The pen is mightier than the sword, but it’s hard to tell which one did more damage to the reputation of Che Guevara. With his less than saintly views and every foible recorded first hand and in painful detail, the vanity of his own written work exposed him far more than his enemies could hope to. Despite this, the revisionists continue to triumph magnificently with their re-branding of Che. If Hell has Broadband, you’ll find a delusional, Stalin worshipping, self obsessed, bloated whopper in a black beret hunched in the corner googling himself and changing the entries on Wikipedia, whilst checking how many T-shirts are in his shopping cart. Abject failure- yes, we now have that in an Extra Large.

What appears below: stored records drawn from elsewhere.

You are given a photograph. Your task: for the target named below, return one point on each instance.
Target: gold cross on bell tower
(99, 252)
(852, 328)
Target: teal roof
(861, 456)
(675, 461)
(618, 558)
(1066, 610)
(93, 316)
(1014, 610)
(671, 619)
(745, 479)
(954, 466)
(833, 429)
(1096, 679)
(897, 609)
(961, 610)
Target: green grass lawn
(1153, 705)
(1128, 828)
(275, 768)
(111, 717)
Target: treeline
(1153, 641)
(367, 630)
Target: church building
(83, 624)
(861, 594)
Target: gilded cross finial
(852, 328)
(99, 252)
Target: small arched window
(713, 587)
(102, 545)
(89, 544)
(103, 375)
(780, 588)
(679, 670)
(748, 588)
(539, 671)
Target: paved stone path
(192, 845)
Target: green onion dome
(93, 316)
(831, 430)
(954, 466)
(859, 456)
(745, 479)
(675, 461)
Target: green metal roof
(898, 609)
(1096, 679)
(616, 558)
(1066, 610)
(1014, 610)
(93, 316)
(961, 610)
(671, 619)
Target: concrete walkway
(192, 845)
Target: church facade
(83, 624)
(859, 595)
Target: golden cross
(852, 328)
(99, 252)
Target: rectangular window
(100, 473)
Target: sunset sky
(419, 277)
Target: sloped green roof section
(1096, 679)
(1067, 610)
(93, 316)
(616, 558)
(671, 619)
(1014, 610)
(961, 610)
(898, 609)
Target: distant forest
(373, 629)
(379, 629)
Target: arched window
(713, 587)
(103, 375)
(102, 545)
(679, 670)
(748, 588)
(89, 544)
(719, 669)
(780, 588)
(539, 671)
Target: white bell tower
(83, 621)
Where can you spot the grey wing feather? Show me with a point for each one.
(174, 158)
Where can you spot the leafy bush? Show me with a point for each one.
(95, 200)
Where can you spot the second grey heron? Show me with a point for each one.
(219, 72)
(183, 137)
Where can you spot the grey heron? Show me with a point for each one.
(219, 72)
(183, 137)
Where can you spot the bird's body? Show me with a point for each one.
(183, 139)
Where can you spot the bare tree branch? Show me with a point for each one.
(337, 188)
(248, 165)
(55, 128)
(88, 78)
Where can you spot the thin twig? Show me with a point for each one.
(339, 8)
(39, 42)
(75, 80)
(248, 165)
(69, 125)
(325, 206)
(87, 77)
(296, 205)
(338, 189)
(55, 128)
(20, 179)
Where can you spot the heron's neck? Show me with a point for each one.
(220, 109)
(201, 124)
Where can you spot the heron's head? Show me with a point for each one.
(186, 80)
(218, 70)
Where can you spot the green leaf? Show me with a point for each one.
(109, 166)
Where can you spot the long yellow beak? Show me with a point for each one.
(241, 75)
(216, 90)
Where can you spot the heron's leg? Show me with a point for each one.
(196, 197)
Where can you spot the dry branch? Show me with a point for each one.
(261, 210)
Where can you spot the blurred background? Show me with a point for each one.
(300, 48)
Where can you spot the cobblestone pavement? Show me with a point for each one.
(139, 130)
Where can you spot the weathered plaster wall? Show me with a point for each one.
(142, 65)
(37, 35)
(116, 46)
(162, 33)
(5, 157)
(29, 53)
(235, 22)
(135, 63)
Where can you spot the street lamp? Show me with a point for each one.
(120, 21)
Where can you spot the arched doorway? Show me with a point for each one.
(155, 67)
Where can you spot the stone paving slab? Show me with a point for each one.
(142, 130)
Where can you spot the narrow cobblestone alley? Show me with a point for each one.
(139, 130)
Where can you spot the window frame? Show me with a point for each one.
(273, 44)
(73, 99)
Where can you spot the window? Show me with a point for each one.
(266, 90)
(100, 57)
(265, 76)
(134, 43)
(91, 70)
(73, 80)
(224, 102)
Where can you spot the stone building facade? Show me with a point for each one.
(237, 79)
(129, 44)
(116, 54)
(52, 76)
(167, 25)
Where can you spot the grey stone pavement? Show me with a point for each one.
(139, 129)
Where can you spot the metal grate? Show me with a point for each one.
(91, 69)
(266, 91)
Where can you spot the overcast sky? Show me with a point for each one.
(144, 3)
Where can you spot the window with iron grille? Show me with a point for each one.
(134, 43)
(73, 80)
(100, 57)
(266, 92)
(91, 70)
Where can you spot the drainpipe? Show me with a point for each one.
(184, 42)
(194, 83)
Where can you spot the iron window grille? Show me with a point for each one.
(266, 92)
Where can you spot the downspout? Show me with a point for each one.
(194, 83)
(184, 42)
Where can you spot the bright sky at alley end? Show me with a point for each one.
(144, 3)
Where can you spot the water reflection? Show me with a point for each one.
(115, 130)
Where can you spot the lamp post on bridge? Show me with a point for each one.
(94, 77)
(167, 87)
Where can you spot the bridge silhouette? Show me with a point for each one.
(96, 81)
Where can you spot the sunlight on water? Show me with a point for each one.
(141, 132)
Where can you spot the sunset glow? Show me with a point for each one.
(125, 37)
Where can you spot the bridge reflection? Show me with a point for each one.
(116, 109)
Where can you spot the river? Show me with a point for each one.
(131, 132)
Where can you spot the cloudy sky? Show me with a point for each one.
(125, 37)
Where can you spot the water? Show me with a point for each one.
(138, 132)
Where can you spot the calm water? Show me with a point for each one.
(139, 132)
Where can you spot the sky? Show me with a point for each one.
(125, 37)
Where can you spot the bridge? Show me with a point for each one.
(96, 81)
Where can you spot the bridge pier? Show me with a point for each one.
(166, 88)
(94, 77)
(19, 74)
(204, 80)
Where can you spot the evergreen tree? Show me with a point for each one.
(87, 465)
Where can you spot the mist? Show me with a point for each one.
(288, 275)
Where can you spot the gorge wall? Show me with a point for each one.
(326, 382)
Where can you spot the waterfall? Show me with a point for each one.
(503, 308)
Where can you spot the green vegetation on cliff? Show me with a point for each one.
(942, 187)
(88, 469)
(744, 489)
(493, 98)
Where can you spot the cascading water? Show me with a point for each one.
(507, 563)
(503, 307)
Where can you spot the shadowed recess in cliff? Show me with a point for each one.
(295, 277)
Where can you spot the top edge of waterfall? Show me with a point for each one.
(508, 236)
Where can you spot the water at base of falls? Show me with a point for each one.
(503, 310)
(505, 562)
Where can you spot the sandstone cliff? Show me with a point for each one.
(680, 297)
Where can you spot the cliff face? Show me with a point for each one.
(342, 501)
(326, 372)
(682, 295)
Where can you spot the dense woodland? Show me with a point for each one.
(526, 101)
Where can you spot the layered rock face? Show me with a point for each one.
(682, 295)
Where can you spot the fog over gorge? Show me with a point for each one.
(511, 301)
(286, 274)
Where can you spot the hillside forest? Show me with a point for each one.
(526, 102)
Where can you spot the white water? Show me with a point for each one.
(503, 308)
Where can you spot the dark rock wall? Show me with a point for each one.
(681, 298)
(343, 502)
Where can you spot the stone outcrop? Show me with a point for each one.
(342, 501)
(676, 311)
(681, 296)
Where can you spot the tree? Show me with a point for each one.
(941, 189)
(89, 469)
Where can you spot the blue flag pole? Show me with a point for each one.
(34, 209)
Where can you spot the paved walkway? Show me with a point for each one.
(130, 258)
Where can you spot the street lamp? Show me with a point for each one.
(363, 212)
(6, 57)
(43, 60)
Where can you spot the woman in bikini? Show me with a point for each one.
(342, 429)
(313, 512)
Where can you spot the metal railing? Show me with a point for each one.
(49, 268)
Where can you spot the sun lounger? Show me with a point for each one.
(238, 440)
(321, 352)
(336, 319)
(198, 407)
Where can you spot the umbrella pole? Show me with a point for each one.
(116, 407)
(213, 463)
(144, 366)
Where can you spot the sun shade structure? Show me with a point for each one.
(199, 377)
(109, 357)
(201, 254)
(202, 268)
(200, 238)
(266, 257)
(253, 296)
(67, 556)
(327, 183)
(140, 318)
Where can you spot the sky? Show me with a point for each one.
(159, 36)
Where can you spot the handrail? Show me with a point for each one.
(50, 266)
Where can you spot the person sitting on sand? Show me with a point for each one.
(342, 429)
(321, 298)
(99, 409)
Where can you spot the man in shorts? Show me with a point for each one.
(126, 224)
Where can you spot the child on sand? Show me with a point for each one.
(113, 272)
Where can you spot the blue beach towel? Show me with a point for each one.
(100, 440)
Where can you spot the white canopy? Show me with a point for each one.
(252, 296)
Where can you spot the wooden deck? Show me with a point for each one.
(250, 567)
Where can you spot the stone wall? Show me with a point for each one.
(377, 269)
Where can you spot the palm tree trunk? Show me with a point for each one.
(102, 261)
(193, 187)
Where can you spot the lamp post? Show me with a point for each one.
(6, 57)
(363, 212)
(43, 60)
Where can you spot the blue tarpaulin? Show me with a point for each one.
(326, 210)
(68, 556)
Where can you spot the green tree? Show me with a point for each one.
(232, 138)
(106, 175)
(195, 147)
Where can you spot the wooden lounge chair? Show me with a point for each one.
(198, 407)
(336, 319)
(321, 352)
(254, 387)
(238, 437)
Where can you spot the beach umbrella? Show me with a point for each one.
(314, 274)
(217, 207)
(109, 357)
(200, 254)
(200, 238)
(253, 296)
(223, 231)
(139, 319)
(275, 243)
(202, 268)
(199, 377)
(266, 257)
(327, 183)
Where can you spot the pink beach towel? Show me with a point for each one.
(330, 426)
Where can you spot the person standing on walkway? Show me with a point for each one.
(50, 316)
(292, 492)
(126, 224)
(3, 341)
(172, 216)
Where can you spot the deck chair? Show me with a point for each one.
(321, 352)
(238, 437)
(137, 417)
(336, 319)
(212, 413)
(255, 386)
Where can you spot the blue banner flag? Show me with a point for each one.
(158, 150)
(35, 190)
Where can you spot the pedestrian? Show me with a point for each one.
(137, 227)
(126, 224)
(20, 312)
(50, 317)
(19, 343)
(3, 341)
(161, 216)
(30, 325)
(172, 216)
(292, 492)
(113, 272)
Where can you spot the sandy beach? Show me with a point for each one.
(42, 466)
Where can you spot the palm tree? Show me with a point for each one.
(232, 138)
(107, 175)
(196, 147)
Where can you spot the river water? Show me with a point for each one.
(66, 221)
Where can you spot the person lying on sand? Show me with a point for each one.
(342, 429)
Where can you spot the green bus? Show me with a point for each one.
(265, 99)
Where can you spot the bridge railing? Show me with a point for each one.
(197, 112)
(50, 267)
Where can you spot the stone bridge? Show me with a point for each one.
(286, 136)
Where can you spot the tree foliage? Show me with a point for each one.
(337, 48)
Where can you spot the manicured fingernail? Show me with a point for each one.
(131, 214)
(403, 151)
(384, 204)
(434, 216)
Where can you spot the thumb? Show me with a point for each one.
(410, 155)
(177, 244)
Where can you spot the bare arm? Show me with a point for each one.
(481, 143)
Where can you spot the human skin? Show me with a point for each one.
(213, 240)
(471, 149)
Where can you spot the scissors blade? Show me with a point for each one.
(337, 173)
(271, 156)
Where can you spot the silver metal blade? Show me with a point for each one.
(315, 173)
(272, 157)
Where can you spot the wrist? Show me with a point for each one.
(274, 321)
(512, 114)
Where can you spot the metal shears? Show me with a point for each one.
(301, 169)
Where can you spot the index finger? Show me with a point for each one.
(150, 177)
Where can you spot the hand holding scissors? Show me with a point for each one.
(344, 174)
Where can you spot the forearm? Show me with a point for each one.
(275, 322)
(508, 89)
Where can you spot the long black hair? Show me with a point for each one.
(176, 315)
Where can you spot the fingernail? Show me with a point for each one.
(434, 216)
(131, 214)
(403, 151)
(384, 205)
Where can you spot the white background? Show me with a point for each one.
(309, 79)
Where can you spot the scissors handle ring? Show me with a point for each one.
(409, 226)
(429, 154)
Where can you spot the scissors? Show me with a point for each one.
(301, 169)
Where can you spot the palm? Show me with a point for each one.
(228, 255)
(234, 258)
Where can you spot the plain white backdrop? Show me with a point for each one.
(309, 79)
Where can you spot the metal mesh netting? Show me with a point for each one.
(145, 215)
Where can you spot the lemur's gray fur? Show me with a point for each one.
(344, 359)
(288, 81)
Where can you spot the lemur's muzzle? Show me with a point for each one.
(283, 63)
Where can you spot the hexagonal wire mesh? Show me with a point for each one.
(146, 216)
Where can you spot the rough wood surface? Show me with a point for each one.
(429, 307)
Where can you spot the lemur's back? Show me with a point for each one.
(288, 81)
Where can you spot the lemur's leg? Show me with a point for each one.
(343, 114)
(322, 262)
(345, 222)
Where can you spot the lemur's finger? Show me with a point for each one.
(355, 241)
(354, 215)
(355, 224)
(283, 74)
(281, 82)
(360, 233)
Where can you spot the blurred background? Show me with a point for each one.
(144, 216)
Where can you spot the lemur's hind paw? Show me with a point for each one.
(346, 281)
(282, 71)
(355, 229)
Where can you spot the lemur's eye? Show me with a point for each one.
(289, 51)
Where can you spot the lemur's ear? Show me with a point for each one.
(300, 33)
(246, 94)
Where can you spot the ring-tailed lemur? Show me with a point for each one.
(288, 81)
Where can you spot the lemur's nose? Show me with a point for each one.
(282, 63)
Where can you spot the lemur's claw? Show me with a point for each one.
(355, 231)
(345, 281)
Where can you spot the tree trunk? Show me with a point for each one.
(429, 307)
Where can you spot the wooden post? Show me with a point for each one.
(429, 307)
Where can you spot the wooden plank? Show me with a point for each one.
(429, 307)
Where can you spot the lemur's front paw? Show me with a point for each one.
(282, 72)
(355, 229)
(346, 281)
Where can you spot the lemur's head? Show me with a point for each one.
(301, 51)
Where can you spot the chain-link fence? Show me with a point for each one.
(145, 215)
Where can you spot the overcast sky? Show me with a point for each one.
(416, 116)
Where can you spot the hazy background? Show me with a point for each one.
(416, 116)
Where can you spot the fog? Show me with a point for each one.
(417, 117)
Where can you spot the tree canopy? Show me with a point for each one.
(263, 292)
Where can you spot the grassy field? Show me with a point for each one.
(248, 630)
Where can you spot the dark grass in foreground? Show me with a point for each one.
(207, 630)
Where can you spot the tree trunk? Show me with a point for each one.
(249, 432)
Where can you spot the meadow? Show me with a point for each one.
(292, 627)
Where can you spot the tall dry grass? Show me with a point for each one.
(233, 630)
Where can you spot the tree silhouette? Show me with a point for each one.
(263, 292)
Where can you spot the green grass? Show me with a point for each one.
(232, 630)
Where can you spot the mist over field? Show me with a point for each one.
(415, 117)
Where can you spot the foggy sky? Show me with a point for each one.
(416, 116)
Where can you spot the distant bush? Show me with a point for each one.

Somewhere between the Yankee anti commy haters of the right and the sycophantic myth makers to the left, lies the real truth behind Ernesto ‘Che’ Guevara and his aspirations to turn South America red with a twisted blend of poetry and butchery. To canonise and whitewash Guevara sets him on a pedestal that he neither deserved nor could live up to. In a celebrity obsessed world, does this matter? Well, it matters when the glare of the camera highlight the virtues of public figures but brushes the grubby aspects under a red carpet. If the gaze of time reflects as kindly on our own generation of world improvers, then the Bushes and Blair’s will have their litany of crimes pardoned, airbrushed out with the passing of time. Whatever your political hue, that is too high a price for any democracy to pay.

By all means enjoy the film, but as you munch your way through the popcorn, keep one thing in mind; even in widescreen, you aint getting the full picture.